Re: [ccp4bb] The importance of USING our validation tools

2007-08-18 Thread Juergen Bosch

Hi Mischa,

I think you are right with ligand structures and it would be very 
difficult if not impossible to distinguish between real measured data 
and faked data. You just need to run a docking program dock the ligand 
calculate new structure factors add some noise and combine that with 
your real data of the unliganded structure.
I'm not an expert, but how would one be able to detect say a molecule 
which is in the order of 300-600 Da within an average protein of perhaps 
40 kDa if it's true data or faked + noise ?


In Germany we have to keep data (data meaning everything, from clones, 
scans of gels, sizing profiles to xray diffraction images etc.) for 10 
years. Not sure how this is in US.


Juergen

Mischa Machius wrote:

I agree. However, I am personally not so much worried about entire protein 
structures being wrong or fabricated. I am much more worried about 
co-crystal structures. Capturing a binding partner, a reaction 
intermediate or a substrate in an active site is often as spectacular an 
achievement as determining a novel membrane protein structure. The 
threshold for over-interpreting densities for ligands is rather low, and 
wishful thinking can turn into model bias much more easily than for a 
protein structure alone; not to mention making honest mistakes. 

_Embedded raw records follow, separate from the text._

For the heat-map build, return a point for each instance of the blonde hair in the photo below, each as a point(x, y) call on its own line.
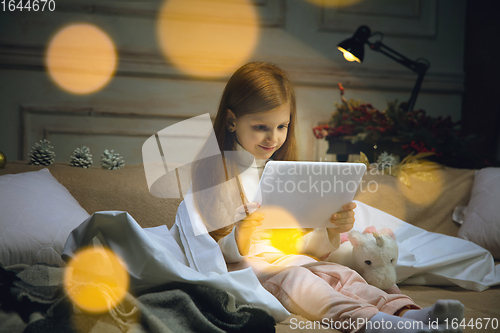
point(253, 88)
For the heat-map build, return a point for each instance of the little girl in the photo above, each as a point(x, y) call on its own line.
point(257, 115)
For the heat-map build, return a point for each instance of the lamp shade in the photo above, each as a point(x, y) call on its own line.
point(353, 48)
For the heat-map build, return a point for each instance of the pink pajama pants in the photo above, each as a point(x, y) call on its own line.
point(323, 290)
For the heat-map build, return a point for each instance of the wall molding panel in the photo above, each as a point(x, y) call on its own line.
point(70, 128)
point(146, 64)
point(409, 18)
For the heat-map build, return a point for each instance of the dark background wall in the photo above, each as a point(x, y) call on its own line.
point(481, 107)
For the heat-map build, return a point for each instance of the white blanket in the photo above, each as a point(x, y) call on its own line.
point(427, 258)
point(155, 256)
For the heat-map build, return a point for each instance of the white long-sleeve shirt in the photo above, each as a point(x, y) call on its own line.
point(318, 243)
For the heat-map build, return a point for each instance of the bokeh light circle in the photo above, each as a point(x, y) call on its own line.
point(207, 38)
point(81, 58)
point(288, 240)
point(96, 280)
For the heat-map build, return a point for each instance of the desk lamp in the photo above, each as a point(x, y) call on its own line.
point(353, 50)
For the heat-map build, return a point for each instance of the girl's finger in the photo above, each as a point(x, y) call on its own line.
point(343, 215)
point(349, 206)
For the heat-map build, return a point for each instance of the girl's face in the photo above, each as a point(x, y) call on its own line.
point(262, 134)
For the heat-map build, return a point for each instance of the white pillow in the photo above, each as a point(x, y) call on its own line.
point(481, 223)
point(37, 214)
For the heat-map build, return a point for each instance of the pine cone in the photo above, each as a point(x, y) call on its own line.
point(81, 158)
point(111, 161)
point(41, 154)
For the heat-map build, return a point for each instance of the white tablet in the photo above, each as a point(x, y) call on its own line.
point(306, 194)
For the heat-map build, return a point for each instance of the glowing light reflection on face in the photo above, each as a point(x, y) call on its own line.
point(81, 58)
point(96, 280)
point(207, 38)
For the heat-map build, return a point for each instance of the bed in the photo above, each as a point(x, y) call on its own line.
point(425, 204)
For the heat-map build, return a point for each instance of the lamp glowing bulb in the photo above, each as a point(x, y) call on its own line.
point(348, 55)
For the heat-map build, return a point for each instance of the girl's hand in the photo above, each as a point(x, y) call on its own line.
point(344, 220)
point(246, 226)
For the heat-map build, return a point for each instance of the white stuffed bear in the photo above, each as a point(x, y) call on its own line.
point(372, 254)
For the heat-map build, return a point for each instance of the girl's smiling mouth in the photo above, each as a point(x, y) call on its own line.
point(267, 148)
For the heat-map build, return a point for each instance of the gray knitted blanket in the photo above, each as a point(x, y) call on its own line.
point(36, 294)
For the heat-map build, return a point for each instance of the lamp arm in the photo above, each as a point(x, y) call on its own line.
point(418, 67)
point(415, 66)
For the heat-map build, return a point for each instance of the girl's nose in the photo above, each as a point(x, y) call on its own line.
point(272, 137)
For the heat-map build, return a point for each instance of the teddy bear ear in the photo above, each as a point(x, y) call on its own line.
point(388, 232)
point(355, 237)
point(370, 230)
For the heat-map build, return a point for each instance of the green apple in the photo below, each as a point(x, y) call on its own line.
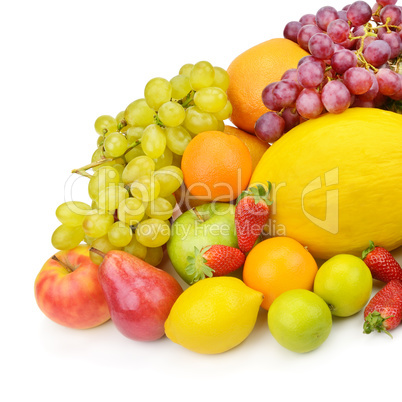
point(203, 226)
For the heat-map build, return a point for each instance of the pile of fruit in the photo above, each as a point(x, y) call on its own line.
point(170, 178)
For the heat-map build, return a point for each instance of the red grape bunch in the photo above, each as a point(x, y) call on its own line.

Just for plain and basic scientific purposes, it would be helpful every 
now and then to have access to the orginal images. 

As to the matter of fabricating ligand densities, I surmise, that is much 
easier than fabricating entire protein structures. The potential rewards 
(in terms of high-profile publications and obtaining grants) are just as 
high. There is enough incentive to apply lax scientific standards. 

If a simple means exists, beyond what is available today, that can help 
tremendously in identifying honest mistakes, and perhaps a rare 
fabrication, I think it should seriously be considered. 

Best - MM 





On Sat, 18 Aug 2007, George M. Sheldrick wrote: 

 

There are good reasons for preserving frames, but most of all for the 
crystals that appeared to diffract but did not lead to a successful 
structure solution, publication, and PDB deposition. Maybe in the future 
there will be improved data processing software (for example to integrate 
non-merohedral twins) that will enable good structures to be obtained from 
such data. At the moment most such data is thrown away. However, forcing 
everyone to deposit their frames each time they deposit a structure with 
the PDB would be a thorough nuisance and major logistic hassle. 

It is also a complete illusion to believe that the reviewers for Nature 
etc. would process or even look at frames, even if they could download 
them with the manuscript. 

For small molecules, many journals require an 'ORTEP plot' to be submitted 
with the paper. As older readers who have experienced Dick Harlow's 'ORTEP 
of the year' competition at ACA Meetings will remember, even a viewer 
with little experience of small-molecule crystallography can see from the 
ORTEP plot within seconds if something is seriously wrong, and many 
non-crystallographic referees for e.g. the journal Inorganic Chemistry 
can even make a good guess as to what is wrong (e.g wrong element assigned 
to an atom). It would be nice if we could find something similar for 
macromolecules that the author would have to submit with the paper. One 
immediate bonus is that the authors would look at it carefully 
themselves before submitting, which could lead to an improvement of the 
quality of structures being submitted. My suggestion is that the wwPDB 
might provide say a one-page diagnostic summary when they allocate each 
PDB ID that could be used for this purpose. 

A good first pass at this would be the output that the MolProbity server 
http://molprobity.biochem.duke.edu/ sends when is given a PDB file. It 
starts with a few lines of summary in which bad things are marked red 
and the structure is assigned to a pecentile: a percentile of 6% means 
that 93% of the sturcture in the PDB with a similar resolution are 
'better' and 5% are 'worse'. This summary can be understood with very 
little crystallographic background and a similar summary can 
of course be produced for NMR structures. The summary is followed by 
diagnostics for each residue, normally if the summary looks good it 
would not be necessary for the editor or referee to look at the rest. 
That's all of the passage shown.